試合レポート

前橋育英vs常総学院

2013.08.20

たった1球の行方で明から暗へ。野球の怖さと面白さ

 野球というゲームの面白さ、難しさが詰まった今大会のベストゲームだった。前橋育英は3試合連続自責点0(失点1)の高橋光成(2年・右右・188/82)ではなく、これも好投手と評判の高い喜多川省吾(2年・右右・176/71)に先発のマウンドを託した。

 2回表、常総学院はエラーが絡んだ併殺崩れと四球で2死一、三塁のチャンスを作り、1番高島翔太(3年・中堅手・右左・177/77)が左中間を破る二塁打で早くも2点を先制する。高橋光成が投げ続けてきたので、高橋光成以外の投手で序盤に失点すると不安の虫がざわざわ騒ぎ出すが、喜多川省吾はよく投げた。130キロ台後半のストレートに90~100キロ台前半のスローカーブを交えた緩急が冴え、強打の常総学院打線相手に5回投げて3安打、2失点は上々の結果である。

 6回表から高橋光成がマウンドに上がり、常総学院飯田晴海(3年・右右・175/75)との投手戦は俄然熱を帯び始める。
 高橋光成は試合を経るたびに安定感を増している。群馬大会を見たときは思わなかったが、今は藤浪晋太郎(阪神)とイメージが重なって見える。スリークォーターの腕の振り、右打者の外角低めにストレートを投じたときの横の角度、さらにストレートの速さと真横に滑るスライダーのキレ……等々、“体のサイズやスピードなどスケールを少しだけ小さくした藤浪晋太郎”というのが、高橋に対する私の見立てである。左右打者に関係なく内角を執拗に攻め続けた藤浪にくらべると攻撃的精神で見劣りするが、それはあくまでも藤浪とくらべた場合。普通のレベルで考えれば十分内角を攻めている。
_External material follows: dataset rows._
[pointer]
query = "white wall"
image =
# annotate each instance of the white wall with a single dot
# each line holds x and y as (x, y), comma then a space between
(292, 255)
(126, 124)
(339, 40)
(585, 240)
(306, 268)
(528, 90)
 ストレートの球速が群馬大会で148キロに達し、今大会では1回戦に岩国商戦で史上2位となる9連続三振を記録、高橋光成には「スピードと奪三振」のイメージがついて回るが、そういうマスコミ受けする雑事に惑わされず、高橋光成は勝つ投球を心掛けた。3回戦の横浜戦ではストレートが143キロにとどまり、奪三振は5。しかしスピードを抑えた分、低めにボールを集めることに心を砕き、結果は8安打、四球2、失点1(自責点0)で強豪を退けた。
 そういう大人の高橋光成がこの日も見られた。ストレートは130キロ台後半が多く、さすがに疲れが見えたのかなと思ったが、真価が発揮されたのは8回表、2死満塁のピンチを迎えたとき。打者・飯田晴海に対して3ボール2ストライクという絶体絶命のピンチを迎えるが、まったく臆することなくこの日最速の145キロのストレートを投じ、見事に見送りの三振に斬って取る。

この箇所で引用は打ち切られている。